TRANSFORMASI PARADIGMA HUKUM PIDANA INDONESIA DALAM UNDANG-UNDANG NOMOR SATU TAHUN 2023

 

Oleh: ARIANTA ERNALA KABAN, S.H.

PENDAHULUAN

Pengesahan Undang-Undang Nomor 1 Tahun 2023 tentang Kitab Undang-Undang Hukum Pidana pada 2 Januari 2023 menandai transformasi fundamental sistem hukum pidana Indonesia. Regulasi ini mengakhiri ketergantungan hampir delapan dekade terhadap Wetboek van Strafrecht, produk kolonial Belanda yang berlaku sejak 1918. Pembaharuan ini merepresentasikan dekolonialisasi sistem hukum sekaligus konstruksi paradigma keadilan berbasis Pancasila dan konstitusionalisme Indonesia (Nasution et al., 2024). Transformasi paradigmatik dalam KUHP baru memperlihatkan pergeseran dari orientasi retributif yang menekankan pembalasan, menuju pendekatan restoratif dan korektif yang mengutamakan pemulihan serta reintegrasi sosial. Perubahan filosofis ini mencerminkan evolusi pemikiran hukum pidana kontemporer yang menempatkan kemanusiaan, keadilan substantif, dan perlindungan HAM sebagai pilar utama sistem pemidanaan.
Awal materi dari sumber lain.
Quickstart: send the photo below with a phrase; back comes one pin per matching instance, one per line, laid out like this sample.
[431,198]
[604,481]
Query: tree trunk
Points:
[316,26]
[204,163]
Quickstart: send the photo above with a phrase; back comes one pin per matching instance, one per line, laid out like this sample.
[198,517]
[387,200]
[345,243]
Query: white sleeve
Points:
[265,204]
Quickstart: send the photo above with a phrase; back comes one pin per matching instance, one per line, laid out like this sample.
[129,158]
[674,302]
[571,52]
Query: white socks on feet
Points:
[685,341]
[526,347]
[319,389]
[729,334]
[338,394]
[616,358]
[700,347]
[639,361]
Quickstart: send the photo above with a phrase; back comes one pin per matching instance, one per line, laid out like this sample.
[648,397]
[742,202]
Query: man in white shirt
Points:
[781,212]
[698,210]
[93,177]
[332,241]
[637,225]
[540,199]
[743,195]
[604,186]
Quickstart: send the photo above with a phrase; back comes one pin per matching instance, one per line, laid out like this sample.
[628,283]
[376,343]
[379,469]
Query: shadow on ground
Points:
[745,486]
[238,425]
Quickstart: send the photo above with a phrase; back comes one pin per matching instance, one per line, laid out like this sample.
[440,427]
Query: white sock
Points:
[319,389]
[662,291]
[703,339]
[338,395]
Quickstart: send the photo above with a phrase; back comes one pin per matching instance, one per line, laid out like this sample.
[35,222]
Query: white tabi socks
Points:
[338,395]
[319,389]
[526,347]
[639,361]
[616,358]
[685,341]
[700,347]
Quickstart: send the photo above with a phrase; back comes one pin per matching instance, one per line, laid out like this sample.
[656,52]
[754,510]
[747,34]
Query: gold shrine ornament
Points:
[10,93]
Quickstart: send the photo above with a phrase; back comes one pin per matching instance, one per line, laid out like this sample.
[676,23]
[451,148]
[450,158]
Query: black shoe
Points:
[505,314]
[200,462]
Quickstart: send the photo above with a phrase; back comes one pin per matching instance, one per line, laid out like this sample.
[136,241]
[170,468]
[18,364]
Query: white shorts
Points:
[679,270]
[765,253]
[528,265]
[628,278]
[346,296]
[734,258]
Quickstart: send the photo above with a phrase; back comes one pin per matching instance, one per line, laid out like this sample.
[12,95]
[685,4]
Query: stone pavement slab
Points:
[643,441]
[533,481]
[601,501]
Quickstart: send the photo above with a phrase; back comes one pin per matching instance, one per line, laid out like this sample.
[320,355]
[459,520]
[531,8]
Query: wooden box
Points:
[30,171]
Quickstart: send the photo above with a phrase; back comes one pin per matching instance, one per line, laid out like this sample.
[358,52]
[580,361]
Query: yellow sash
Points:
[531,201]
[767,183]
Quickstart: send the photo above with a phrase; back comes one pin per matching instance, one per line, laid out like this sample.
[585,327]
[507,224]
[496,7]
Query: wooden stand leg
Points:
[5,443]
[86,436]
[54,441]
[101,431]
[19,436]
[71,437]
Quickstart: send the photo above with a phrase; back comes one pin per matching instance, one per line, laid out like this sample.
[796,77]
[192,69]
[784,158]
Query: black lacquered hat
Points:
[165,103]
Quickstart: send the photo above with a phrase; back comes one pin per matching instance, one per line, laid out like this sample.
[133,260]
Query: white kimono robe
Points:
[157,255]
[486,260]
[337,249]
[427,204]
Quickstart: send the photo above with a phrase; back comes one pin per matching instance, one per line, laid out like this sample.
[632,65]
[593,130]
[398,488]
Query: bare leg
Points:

Undang-undang ini juga mengakomodasi kompleksitas kejahatan modern yang berkembang seiring kemajuan teknologi informasi dan globalisasi. Pembaharuan substansial mencakup pengakuan living law, ekspansi subjek hukum pidana dengan memasukkan korporasi, diversifikasi sanksi pidana melalui pidana alternatif, serta penguatan keadilan restoratif. Namun, implementasinya menghadapi tantangan kompleks terkait kesiapan aparat penegak hukum, harmonisasi regulasi sektoral, dan sosialisasi kepada masyarakat. Artikel ini menganalisis transformasi paradigma hukum pidana Indonesia melalui kajian dimensi filosofis, substansial, dan implementatif UU Nomor 1 Tahun 2023 (Undang-Undang RI, 2023).

DEKOLONIALISASI HUKUM PIDANA

Proyek pembaharuan hukum pidana Indonesia dimulai sejak awal kemerdekaan, ketika founding fathers menyadari pentingnya sistem hukum yang mencerminkan kedaulatan bangsa. Wetboek van Strafrecht yang diberlakukan melalui UU Nomor 1 Tahun 1946, meskipun mengalami penyesuaian parsial, tetap mempertahankan struktur dan filosofi hukum pidana kolonial yang berakar pada pemikiran aliran klasik abad ke-18 dengan pendekatan legalistik dan formalistik. Proses penyusunan KUHP baru dimulai sejak 1963, ketika RUU pertama kali diajukan ke DPR. Proses legislasi 59 tahun ini mencerminkan upaya mengakomodasi kepentingan berbagai kelompok masyarakat dan merumuskan norma hukum pidana yang sesuai nilai-nilai konstitusional Indonesia (Nugraha et al., 2025).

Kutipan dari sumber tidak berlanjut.